JAKARTA – Faktor negative cycle dinilai menjadi penyebab tidak berkembangnya industri solar PV di Indonesia. Negative cycle yang terjadi akibat ada limited capacity sehingga low economic scale tidak tercapai.
“Kalau industri ini mau ditumbuhkan di hulunya, ada peluang bisnis, menyerap tenaga kerja, dan meningkatkan kemampuan nasional,” kata Ketua Asosiasi Pabrikan Modul Surya Indonesia (APMSI) Linus Andor Maulana pada webinar yang digelar, Jakarta, Kamis (24/3/2022).
Baca Juga: Bukit Asam-Jasa Marga Bangun PLTS di Tol Bali Mandara
Menurut Linus, di Indonesia banyak tambang kuarsit untuk dikembangkan. Namun untuk itu perlu investasi yang cukup besar. Untuk penambangan dan pengolahan konsentrat kuarsit dan dikembangkan menjadi kuarsa murni diperlukan investasi USD160 juta. Reduksi dan pemurnian dari kuarsa murni ke metalurgical grade investasinya USD455 juta.
“Dan untuk menjadi produk elektronika dan chemical, solar cell dibutuhkan investasi USD250 juta,” kata dia.
Linus menambahkan dalam pengembangan industri solar PV agar dapat berkesinambungan perlu strategic partnership dengan join investment dalam pembangunan pabrik, melakukan transfer technology, supply raw material, dan dapat memberikan akses untuk global supply chain.
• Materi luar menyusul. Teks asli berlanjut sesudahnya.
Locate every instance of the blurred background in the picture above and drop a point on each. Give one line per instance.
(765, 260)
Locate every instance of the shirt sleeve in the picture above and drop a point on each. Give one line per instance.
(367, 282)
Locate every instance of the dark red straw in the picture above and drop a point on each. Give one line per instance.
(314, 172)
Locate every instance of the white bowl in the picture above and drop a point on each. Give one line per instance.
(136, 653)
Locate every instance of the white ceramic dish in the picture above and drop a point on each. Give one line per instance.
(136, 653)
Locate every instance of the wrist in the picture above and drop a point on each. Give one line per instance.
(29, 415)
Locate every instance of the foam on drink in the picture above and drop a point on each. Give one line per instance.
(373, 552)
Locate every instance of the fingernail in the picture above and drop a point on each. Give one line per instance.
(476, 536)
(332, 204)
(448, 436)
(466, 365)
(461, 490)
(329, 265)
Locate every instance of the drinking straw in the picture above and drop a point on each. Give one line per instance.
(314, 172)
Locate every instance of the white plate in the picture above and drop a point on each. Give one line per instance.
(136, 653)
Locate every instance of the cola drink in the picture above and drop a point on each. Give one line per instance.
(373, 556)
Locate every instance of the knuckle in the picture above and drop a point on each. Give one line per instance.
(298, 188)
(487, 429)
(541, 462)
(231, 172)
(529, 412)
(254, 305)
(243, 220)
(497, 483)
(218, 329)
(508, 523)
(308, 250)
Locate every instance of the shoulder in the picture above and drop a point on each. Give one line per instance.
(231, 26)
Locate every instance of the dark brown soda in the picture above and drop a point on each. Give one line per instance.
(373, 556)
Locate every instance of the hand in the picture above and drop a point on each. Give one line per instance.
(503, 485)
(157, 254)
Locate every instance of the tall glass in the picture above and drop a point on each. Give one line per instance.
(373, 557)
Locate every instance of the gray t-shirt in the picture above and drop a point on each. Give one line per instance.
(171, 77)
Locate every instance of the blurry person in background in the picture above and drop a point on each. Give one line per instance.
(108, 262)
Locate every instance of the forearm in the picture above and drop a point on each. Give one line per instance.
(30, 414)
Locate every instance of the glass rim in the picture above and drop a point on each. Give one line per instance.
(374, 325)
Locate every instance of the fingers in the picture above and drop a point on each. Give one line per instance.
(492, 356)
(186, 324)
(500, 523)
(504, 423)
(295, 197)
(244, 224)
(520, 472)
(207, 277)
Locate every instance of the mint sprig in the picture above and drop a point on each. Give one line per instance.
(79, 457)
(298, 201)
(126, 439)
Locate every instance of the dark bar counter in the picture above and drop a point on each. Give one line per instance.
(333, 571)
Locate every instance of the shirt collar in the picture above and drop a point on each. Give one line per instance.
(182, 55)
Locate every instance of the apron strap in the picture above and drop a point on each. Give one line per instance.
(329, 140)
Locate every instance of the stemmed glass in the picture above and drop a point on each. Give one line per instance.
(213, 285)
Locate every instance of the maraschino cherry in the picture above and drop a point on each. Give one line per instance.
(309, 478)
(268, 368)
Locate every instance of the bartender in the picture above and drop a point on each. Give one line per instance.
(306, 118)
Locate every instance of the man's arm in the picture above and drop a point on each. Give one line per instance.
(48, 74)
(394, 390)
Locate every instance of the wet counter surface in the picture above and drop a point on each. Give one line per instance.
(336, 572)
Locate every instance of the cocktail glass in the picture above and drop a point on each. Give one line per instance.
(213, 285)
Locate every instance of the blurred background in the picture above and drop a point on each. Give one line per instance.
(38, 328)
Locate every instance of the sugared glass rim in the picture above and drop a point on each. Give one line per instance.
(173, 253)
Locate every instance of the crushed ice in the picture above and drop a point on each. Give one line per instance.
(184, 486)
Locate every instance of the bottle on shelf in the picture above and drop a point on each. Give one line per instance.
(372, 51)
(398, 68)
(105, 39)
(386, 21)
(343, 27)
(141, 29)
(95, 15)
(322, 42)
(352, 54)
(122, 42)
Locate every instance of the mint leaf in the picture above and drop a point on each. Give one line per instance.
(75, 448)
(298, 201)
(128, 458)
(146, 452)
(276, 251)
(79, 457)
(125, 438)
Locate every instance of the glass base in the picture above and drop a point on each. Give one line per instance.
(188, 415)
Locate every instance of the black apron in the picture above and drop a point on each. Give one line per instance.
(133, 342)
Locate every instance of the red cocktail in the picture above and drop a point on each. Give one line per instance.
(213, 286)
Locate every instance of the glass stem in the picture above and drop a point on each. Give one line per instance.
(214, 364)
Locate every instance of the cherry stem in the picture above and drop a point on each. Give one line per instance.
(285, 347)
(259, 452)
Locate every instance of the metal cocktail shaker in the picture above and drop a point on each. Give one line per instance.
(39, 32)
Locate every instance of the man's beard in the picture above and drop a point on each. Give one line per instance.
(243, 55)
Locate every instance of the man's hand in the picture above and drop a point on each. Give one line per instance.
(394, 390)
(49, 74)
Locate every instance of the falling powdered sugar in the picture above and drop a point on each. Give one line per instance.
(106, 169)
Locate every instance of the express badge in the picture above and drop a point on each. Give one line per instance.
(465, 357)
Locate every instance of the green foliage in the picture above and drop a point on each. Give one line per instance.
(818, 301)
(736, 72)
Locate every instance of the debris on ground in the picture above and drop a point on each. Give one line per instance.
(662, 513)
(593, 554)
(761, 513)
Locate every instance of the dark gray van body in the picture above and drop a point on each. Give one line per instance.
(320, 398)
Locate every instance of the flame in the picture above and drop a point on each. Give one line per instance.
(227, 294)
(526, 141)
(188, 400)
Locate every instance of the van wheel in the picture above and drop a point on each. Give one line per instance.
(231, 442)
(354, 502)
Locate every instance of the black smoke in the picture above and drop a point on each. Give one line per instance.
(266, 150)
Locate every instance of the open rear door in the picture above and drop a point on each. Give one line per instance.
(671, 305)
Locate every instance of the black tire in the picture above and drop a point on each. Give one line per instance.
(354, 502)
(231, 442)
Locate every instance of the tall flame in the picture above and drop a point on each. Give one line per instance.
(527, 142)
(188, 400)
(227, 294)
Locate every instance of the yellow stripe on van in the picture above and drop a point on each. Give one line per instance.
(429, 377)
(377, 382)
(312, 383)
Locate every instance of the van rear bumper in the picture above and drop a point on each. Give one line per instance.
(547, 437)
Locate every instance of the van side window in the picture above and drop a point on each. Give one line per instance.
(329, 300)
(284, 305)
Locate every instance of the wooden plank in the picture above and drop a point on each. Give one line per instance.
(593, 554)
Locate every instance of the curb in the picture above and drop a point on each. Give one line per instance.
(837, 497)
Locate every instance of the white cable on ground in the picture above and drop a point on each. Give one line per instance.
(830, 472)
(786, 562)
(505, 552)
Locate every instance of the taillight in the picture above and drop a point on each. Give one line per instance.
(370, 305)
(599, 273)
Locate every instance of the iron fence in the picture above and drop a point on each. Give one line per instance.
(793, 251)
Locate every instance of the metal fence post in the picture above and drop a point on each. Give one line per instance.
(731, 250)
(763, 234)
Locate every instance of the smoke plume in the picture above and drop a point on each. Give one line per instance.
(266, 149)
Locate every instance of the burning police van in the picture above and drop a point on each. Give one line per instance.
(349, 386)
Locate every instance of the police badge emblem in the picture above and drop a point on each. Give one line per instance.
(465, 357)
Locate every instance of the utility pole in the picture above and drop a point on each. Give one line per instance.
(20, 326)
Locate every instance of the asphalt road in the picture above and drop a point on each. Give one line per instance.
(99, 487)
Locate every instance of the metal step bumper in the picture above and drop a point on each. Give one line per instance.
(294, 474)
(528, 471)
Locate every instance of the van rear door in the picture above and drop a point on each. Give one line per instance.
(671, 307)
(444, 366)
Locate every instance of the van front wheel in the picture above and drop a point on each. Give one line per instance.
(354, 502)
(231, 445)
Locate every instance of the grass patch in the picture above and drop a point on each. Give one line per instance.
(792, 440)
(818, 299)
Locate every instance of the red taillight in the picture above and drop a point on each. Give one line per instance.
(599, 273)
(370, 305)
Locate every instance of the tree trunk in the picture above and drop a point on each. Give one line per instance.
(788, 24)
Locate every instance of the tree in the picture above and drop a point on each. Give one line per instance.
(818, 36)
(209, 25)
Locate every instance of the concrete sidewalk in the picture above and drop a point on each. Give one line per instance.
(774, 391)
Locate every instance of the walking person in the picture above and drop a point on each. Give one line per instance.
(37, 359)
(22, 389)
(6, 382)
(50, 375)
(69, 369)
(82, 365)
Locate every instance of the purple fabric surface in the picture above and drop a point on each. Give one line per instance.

Direktur Utama Pertamina NRE Danif Danusaputro mengatakan PLTS yang sudah dipasang Pertamina NRE kebanyakan berada di lingkungan Pertamina. “200 MW target terpasang tahun ini. kebanyakan adalah rooftop,” kata Danif.
Dia menambahkan dari sisi benefit, seharusnya ini sesuatu yang mudah untuk dijual, terutama untuk sister company Pertamina NRE. “Key challenge dari sisi affordability, grid connectivity, regulatory barriers, dan access to financing. Regulatory barrier, menurut saya Indonesia masih single buyer, menjadi challengen untuk pemain di renewable,” kata Danif.